На крыльце было пусто. Я нашарил в кармане пачку и с удивлением заметил протянутую ладонь чекиста.

— Был уверен, что бросил, — кажется, даже чуть смущённо сказал он.

Я уселся на ступеньку, вытянув ноги. Протянул огонь зажигалки, прикрыв его по привычке от ветра левой рукой, опустившемуся рядом Рыгору. Он поддёрнул брючины. На резинках казалось бы форменных чёрных носков обнаружились вышитые бульдоги, похожие на того, из фильма «Люди в чёрном». Внутренний скептик не отреагировал и никак не прокомментировал увиденное. Ему за сегодня и так сюрпризов хватило, видимо.

— Когда коллеги из Москвы прислали материалы по тебе, я решил, что пошутили, хоть у нас и не принято, — высадив в две затяжки половину сигареты, задумчиво сообщил Болтовский. — А сейчас думаю — наверное, ещё и не всё передали. Ты умеешь удивлять, Дима.

— Это да, — глубоко затянувшись, подтвердил я.

— Думаю, нам есть, о чём поговорить. Даже не так — мне нужно очень много что тебе рассказать, — удивил он.

— «Васильки»? — уточнил я.

— Что? А, нет, «Васильки» — это для туристов. И «трижды девять» там не найдёшь. Давай-ка в «Корчму» лучше. И к гостинице твоей близко, и место нешумное, и кормят вкусно.

Мы дошли до Раджи, миновав давешнюю черную «Волгу» с мигалкой. Рыгор наклонился к водительскому окну, что-то коротко сообщив. Машина завелась, развернулась, покачиваясь, и отчалила. Воронов на капоте Хонды тоже уже не было.

От гостиницы, где мы оставили мою машину, до «Корчмы» было минут пять неспешным шагом. Темнело. По улицам шли по своим делам люди. Чаще попадались семейные, и почему-то с двумя-тремя детьми. Радостный смех, шутки родителей, несмотря на пасмурную погоду. Один парнишка, ехавший на плечах отца, показал мне большой палец и широко улыбнулся. Я плюнул на встревожившегося было скептика, решив, что это добрый знак.

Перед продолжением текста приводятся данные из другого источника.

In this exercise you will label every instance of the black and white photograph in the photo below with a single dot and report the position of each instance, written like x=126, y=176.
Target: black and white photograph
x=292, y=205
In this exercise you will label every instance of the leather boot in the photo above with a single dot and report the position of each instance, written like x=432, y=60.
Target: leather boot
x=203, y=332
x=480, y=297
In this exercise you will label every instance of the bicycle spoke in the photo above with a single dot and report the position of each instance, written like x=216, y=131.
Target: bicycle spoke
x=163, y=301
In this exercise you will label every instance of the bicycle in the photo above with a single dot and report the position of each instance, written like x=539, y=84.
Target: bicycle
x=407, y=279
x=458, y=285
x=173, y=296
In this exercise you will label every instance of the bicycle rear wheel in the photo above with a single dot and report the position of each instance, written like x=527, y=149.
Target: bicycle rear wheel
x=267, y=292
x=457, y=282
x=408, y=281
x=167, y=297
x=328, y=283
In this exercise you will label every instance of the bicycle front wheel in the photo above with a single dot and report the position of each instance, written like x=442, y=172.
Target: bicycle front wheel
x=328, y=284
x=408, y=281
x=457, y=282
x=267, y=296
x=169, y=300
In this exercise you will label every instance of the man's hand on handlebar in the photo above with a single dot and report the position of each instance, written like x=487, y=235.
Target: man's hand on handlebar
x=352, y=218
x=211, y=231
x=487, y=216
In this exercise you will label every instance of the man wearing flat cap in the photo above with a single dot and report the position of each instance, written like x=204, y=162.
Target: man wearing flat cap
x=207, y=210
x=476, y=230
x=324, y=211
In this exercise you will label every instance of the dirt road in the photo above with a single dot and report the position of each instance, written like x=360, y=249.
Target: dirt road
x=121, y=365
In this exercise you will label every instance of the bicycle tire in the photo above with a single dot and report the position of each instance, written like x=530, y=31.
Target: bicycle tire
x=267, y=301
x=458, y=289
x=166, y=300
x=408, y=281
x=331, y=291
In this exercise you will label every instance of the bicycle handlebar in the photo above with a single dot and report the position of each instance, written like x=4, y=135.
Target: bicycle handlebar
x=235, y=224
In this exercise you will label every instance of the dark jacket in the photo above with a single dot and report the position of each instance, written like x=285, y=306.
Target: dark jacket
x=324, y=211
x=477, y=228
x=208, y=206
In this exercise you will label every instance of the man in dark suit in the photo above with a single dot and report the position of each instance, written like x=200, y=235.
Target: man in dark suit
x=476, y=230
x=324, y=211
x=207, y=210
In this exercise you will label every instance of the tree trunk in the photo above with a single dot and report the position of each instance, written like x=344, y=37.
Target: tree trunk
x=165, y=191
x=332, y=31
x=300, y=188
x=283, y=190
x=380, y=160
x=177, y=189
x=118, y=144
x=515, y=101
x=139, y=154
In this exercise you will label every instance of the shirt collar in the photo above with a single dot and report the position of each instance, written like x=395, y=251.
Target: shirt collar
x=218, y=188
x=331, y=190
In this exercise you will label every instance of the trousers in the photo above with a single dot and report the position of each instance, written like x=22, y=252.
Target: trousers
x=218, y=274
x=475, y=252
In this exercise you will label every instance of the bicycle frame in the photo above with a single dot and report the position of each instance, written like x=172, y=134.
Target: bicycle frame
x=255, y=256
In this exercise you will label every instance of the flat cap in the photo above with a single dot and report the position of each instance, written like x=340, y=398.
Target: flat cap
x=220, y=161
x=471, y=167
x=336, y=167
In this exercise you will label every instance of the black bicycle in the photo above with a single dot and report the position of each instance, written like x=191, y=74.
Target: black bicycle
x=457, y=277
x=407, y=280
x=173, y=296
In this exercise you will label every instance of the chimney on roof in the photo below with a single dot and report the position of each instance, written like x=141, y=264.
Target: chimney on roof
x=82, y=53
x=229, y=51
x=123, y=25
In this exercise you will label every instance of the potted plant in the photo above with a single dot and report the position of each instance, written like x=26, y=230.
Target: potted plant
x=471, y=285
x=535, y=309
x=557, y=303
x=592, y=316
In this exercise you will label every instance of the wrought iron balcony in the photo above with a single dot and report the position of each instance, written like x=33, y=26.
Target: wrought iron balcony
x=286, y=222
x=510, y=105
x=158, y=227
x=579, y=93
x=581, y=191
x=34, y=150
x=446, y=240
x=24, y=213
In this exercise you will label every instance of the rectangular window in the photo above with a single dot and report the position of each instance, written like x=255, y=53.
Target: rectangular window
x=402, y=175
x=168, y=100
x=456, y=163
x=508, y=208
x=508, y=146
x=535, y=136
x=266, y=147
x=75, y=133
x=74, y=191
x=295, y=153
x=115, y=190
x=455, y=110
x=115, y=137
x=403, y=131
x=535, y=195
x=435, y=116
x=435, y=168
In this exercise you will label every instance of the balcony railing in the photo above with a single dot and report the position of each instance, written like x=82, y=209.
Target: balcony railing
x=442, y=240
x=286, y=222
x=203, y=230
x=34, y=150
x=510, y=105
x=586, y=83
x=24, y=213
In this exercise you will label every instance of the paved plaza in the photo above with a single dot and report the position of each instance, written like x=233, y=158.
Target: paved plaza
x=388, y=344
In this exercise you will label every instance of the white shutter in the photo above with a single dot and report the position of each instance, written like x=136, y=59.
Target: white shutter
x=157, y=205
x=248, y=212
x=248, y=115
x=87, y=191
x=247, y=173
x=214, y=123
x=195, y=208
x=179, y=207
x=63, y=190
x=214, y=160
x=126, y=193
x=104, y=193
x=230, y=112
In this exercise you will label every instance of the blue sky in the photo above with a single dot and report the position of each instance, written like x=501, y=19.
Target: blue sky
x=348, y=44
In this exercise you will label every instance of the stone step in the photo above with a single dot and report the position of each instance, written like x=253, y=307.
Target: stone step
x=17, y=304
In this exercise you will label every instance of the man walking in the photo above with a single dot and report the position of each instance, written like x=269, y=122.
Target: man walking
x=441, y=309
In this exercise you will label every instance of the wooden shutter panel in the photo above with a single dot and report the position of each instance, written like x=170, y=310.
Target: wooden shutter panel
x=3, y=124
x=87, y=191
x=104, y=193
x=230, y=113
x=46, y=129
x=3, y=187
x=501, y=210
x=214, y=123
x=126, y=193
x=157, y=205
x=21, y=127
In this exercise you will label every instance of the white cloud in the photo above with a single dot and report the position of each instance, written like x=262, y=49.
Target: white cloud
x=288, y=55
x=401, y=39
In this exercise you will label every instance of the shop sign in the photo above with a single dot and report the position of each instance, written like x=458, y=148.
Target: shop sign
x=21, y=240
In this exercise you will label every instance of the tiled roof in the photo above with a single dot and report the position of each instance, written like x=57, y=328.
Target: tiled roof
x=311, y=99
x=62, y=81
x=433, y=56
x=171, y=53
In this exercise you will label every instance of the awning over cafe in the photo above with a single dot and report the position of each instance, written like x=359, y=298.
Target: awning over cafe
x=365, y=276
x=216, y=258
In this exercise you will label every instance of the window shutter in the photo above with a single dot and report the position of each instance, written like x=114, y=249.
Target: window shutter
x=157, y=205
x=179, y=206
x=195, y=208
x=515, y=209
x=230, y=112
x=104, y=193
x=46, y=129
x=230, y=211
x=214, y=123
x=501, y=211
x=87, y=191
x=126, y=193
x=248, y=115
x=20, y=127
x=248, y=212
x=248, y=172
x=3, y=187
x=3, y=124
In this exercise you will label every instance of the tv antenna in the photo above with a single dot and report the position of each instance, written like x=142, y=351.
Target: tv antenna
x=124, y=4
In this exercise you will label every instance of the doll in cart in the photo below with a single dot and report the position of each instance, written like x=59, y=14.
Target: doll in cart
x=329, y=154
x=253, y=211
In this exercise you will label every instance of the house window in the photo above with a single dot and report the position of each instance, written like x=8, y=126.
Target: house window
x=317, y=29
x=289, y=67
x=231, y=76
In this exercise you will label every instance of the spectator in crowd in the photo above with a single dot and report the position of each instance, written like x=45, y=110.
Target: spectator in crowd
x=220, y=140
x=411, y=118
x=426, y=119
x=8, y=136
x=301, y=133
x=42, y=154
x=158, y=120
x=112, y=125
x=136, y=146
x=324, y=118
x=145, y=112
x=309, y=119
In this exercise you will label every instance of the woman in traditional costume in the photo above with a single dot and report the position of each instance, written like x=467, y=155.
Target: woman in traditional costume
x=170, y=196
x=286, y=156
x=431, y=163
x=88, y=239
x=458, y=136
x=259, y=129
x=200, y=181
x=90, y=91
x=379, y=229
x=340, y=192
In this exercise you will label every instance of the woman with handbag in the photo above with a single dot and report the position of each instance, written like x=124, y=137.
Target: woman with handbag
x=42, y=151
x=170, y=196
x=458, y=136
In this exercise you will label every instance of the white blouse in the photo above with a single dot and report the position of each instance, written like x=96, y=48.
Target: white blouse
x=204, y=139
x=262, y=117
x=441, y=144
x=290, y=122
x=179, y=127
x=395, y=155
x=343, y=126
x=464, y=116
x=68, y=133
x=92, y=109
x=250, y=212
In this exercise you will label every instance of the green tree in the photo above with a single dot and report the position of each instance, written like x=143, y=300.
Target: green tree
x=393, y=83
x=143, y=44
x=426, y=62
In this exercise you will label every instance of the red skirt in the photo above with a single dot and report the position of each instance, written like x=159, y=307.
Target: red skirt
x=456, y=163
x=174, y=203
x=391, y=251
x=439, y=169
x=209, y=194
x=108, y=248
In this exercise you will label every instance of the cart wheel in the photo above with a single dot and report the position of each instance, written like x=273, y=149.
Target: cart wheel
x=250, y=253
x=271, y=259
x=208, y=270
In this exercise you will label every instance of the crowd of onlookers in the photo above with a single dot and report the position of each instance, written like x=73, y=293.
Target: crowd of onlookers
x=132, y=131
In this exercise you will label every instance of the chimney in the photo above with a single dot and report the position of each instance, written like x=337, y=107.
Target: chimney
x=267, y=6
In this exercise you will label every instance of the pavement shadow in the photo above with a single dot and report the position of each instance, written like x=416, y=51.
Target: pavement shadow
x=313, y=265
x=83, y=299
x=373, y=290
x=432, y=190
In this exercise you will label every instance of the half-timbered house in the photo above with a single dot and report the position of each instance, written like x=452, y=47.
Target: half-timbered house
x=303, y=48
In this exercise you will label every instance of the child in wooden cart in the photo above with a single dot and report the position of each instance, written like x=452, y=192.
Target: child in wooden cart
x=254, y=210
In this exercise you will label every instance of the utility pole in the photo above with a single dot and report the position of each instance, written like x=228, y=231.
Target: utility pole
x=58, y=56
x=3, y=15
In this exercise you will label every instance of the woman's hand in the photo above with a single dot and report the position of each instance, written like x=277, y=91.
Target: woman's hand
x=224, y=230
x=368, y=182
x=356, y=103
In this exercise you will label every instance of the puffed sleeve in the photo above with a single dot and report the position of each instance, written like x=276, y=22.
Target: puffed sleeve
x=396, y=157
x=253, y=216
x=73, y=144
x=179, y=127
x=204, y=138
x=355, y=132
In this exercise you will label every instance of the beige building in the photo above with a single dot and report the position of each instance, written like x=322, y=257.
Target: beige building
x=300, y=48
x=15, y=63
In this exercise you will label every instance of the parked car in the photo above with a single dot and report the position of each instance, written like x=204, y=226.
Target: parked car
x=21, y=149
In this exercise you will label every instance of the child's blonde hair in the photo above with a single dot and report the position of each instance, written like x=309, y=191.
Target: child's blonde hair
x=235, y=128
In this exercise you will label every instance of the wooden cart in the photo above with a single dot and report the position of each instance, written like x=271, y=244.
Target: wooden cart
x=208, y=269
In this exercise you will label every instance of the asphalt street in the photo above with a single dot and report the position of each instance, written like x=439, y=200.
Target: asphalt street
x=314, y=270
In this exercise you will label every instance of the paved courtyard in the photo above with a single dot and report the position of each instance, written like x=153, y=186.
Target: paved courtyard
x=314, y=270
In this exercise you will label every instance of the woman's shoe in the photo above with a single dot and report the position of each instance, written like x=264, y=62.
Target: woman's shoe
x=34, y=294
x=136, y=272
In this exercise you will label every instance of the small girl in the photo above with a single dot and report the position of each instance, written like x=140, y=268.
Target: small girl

Кафе было, как принято теперь говорить, аутентичным. Залы, по крайней мере те, что мы прошли, были с душой оформлены в традиционном белорусском стиле, и, кажется, разделены по сословиям — первый попроще, второй чуть побогаче, третий напоминал залу какого-то поместья, вполне приличного, надо сказать. Четвертый, в котором мы заняли столик в самом дальнем углу, был похож на картинки Несвижского замка. Шиты, гербы, оружие и трофеи на стенах, какие-то карты и грамоты в рамках, писаные ещё на латыни. Стол и стулья были, кажется, из дубового бруса — основательные и неподъемные. Кроме нас в зале не было ни души. Убежавшая официантка вернулась с кряжистым мужиком с длинными усами, как у Мулявина или Тышко из «Песняров» в восьмидесятых. Он и выглядел похоже, в замшевых штанах, сапогах, белой рубахе в вышивкой и какой-то свитке.

— Григорий Андреевич, вечер добрый, — сдержанно поклонился он Рыгору.

— Здравствуй, Василько. Мы с другом посидим у тебя, — спросил-предупредил он, судя по всему, хозяина заведения. Я только сейчас понял, что зверски устал. Потому что на слова «с другом» даже не удивился.